Well realized, but poorly utilized. It’s remarkable how… botched the plot progression of this series is. To put it bluntly, the writing of SAO is not great. The most glaring issue at a glance is that the people we’re supposed to view as protagonists are flat and uninteresting; Kirito is by far the worst offender in this area. He has no actual character, existing solely for the people watching to slip into his fancy black clothes and dual-wielding prowess and pretend that they are the best players in the game. He’s infallible, never legitimately loses a fight, is the only character in the game who can dual wield, gets all the ladies, and beats all the bad guys. Kirito acts with the foresight of the author trying to make his pet character succeed at everything, and that makes him dull and uninteresting.
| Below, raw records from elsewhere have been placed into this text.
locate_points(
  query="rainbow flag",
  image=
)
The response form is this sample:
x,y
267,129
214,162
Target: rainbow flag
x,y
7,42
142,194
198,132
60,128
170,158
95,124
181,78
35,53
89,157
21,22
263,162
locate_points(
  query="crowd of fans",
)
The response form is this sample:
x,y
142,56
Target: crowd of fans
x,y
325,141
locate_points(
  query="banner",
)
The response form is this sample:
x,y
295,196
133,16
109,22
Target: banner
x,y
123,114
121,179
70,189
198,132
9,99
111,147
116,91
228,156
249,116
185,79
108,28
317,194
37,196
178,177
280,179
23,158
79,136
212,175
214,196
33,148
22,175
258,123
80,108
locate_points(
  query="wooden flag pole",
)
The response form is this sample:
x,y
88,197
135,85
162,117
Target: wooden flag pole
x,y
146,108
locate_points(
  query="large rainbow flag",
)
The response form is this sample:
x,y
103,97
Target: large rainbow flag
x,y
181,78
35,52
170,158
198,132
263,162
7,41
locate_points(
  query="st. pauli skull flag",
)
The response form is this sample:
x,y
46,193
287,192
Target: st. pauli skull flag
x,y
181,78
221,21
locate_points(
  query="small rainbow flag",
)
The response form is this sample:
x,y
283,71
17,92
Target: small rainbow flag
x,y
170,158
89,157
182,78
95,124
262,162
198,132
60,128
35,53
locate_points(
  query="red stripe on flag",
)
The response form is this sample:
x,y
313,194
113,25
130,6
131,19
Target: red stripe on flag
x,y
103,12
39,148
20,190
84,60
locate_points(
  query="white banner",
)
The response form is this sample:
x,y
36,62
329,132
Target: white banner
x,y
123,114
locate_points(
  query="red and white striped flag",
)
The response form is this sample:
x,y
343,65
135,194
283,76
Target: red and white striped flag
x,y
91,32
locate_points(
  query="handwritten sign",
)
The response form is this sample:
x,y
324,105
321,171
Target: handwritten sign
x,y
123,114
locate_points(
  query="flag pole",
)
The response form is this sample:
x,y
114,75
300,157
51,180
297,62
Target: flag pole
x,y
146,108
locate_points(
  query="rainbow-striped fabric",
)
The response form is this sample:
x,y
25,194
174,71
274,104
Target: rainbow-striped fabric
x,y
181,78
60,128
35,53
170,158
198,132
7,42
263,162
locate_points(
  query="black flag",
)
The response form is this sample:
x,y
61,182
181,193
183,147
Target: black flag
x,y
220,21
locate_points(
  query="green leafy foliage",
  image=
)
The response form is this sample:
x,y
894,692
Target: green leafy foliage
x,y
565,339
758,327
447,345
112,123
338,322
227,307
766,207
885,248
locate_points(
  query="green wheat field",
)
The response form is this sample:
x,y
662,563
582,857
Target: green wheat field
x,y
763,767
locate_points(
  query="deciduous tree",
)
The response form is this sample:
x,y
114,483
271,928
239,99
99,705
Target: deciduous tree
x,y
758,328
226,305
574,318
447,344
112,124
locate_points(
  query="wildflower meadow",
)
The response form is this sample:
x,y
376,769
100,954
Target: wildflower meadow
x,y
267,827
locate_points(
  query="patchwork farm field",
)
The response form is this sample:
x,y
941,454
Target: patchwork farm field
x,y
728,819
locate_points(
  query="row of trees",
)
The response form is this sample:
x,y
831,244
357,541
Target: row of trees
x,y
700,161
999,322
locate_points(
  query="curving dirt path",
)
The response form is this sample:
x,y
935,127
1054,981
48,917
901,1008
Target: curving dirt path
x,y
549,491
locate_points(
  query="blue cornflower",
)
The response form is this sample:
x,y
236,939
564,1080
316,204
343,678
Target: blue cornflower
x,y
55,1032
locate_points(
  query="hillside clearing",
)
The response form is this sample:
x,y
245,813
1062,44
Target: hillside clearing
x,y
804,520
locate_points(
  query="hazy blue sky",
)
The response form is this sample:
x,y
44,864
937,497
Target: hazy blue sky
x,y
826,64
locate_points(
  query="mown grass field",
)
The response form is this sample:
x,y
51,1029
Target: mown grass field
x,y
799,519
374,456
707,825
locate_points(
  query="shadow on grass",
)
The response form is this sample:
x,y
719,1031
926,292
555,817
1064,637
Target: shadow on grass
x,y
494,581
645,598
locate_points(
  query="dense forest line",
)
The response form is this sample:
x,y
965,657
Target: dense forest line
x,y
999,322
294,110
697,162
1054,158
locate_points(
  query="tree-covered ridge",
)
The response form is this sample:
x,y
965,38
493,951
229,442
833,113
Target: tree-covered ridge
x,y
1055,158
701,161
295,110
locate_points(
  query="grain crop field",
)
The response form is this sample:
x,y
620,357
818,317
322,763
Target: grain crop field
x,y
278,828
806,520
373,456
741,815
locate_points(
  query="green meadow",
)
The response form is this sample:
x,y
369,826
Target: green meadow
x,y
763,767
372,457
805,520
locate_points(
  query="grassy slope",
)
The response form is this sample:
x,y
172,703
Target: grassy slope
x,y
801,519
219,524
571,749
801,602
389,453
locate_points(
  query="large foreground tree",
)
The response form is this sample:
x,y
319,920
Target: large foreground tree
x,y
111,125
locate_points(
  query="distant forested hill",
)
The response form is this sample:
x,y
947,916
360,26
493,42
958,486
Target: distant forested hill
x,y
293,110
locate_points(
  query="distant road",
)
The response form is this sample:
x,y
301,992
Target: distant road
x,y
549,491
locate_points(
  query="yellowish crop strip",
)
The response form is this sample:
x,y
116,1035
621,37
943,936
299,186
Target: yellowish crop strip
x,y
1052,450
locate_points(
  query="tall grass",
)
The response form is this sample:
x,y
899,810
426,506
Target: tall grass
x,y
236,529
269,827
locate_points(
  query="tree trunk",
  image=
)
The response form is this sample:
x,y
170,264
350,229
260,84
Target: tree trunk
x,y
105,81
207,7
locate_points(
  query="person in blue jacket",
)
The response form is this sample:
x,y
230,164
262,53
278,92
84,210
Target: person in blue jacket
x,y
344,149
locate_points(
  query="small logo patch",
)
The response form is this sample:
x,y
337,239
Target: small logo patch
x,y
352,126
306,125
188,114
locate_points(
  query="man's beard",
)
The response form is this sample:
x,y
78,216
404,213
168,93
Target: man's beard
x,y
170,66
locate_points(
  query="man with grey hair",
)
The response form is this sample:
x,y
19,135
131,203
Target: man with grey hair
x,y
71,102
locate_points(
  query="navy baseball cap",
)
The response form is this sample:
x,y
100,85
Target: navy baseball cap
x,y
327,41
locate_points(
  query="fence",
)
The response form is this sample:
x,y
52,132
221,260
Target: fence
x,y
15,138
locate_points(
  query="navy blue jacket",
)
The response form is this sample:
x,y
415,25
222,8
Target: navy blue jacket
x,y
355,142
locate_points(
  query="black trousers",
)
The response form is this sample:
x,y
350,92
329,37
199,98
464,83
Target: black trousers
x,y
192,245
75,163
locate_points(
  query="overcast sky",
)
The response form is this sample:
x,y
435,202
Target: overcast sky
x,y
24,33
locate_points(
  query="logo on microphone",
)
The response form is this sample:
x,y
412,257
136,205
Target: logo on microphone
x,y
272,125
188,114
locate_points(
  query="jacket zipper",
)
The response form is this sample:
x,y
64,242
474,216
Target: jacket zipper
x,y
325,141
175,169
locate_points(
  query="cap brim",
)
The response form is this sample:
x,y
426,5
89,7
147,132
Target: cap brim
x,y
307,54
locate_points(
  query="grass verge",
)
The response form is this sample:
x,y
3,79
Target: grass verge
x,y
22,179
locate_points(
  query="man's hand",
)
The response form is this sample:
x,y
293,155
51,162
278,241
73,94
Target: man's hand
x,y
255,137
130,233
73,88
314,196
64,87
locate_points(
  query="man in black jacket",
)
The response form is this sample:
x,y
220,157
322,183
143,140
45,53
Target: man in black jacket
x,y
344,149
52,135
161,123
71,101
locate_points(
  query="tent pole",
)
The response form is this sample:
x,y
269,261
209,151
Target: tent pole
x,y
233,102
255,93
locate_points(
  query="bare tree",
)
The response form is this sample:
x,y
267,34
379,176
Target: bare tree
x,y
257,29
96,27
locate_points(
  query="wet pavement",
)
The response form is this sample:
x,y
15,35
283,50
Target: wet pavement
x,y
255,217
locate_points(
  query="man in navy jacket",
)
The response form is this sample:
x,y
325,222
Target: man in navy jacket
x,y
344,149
If you want that out of your protagonists, then more power to you, I guess. I just want the stories I consume to be about actual people (or reasonable facsimiles of people, since it is fiction). I’ve maintained throughout the entire run that the show would be significantly more interesting if it were about other side characters, who all seem to have at least a cursory motivation, which is still more than anything Kirito has. If you recall the first episode, Klein gives up a chance at a highly effective partnership with Kirito to make sure his own posse is going to be okay in this terrifying situation they’ve all found themselves in. This is far more humanizing and interesting than what our supposed hero does, which is run off and become a mysterious all-black-wearing player who works alone and plays by his own rules. Klein might not be a round character either, but he has something he wants (to make sure all of his friends stay alive) and that is at odds with the goal of every player in SAO (escape the game as quickly as possible). Would it end up being an entirely different story, probably with completely different themes and progression? Yes, and I still think it would be way more engaging than what we actually got.
As for the plot itself, I’ve already been over the numerous plot holes in earlier posts. I’m sure if you’re curious, you can take a look. Suffice to say, it’s also poorly constructed. I’m not going to claim to be an expert on the subject (so enjoy feeling smug and self-righteous if you’re going to play the “let’s see you do better” card as Reki Kawahara himself reportedly has), but when I see inconsistencies on the level of those that plague Sword Art Online, it frustrates me. How can someone write while so blatantly ignoring what they’ve already written into the story, not even coming up with a bullshit reason for these things happening? It stinks of a bad first draft, an unedited work, a product of amateurism and laziness.
My understanding is that SAO was originally independently web published in 2002 before being published in print form in 2009, the latter version of which the anime was based on. What fucking author thinks it’s okay to publish the shit he wrote seven years ago as-is without editing it and fixing the inconsistencies which so blatantly rear their heads in the work? This, more than anything else, is utterly baffling to me – the problems are there, and I think anyone with any storytelling sense should be able to see them plain as day. Why weren’t they fixed? Why wasn’t the story adjusted, molded into something worth being proud of?
In the end, I suppose I don’t regret watching Sword Art Online, as it’s shown me an example of how to do certain things excellently while screwing up the important bits that actually make a story into a story. It’s been a fascinating train wreck over the past half year, but Sword Art Online is still the first complete show that I’ve covered, and I guess it deserves a smidgen of credit for that.